A stressful visitor on erev Pesach
Pesach is an interesting and stressful time of the Jewish year. There are so many unique mitzvot that have to be performed, so much food that has to be cooked and eaten (which is never really such a problem), and many guests to entertain.
The good news is that this pre-Pesach stress isn’t new to us. Many of us can recall how our parents and grandparents slaved away in the kitchen. And many of us remember how many times we were chased out of the very same kitchen when we were only trying to help (yeah right). In fact, this stress is encoded into our DNA, and actually goes back generations to when the Jews were preparing to make their way out of Egypt. They had a lot more stress. Picture it: it was just before the last plague – the death of the first born – when Hashem commanded the Jews to smear the blood of the slaughtered lamb on their doorposts. The reason for this commandment was, as the Torah tells us, for the Angel of Death to be able to identify that the house belonged to a Jew and Passover (pun intended) the house.

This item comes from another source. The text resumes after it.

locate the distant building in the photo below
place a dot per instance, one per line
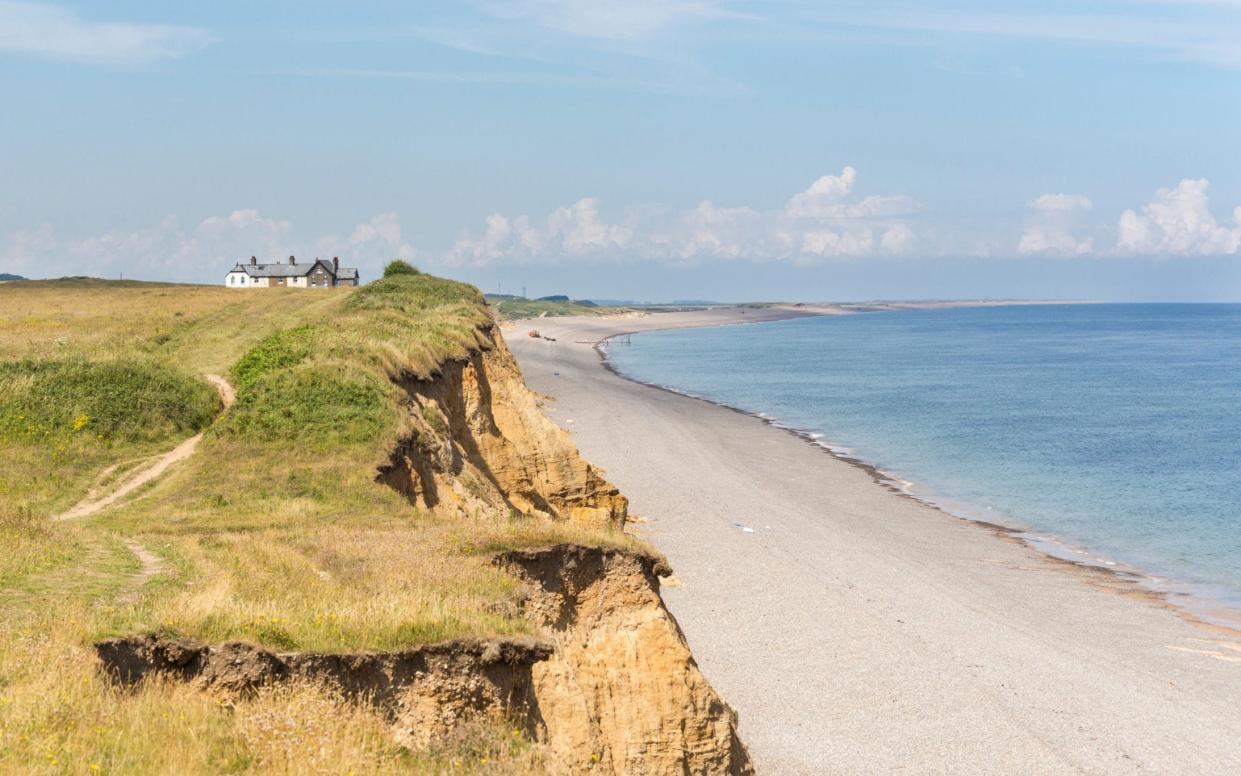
(318, 273)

This explanation adds even more stress to our Pesach, since in the Haggadah, it says, numerous times, that Hashem in His Glory, smote (I think that means killed) all the Egyptian first born – alone – without the help of a messenger, seraph, or angel. If that was the case, why did we have to wipe that blood on our doorposts? Why, if Hashem was doing the job solo? Hashem, who knows the inner thoughts of every individual, surely knew where the Jews and Egyptians lived? Also, why does the Torah make reference to the presence of the Angel of Death? Pesach is stressful enough.
The answer is that every day, the Angel of Death has his list of people to bring to the next world by the command of Hashem. The last plague was no exception. Hashem commanded the Jews to wipe blood on their doorposts to stop the Angel of Death’s usual routine. Hashem didn’t want any Jew dying on that night, even by natural causes, so that the Egyptians wouldn’t be able to say that the Jews suffered the same plague. This answers our question: the Torah is talking about the daily job of the Angel of Death, while the Haggadah is talking about the final plague that was sent on the Egyptians.
Our question is answered, and now at least we have one less stress to worry about.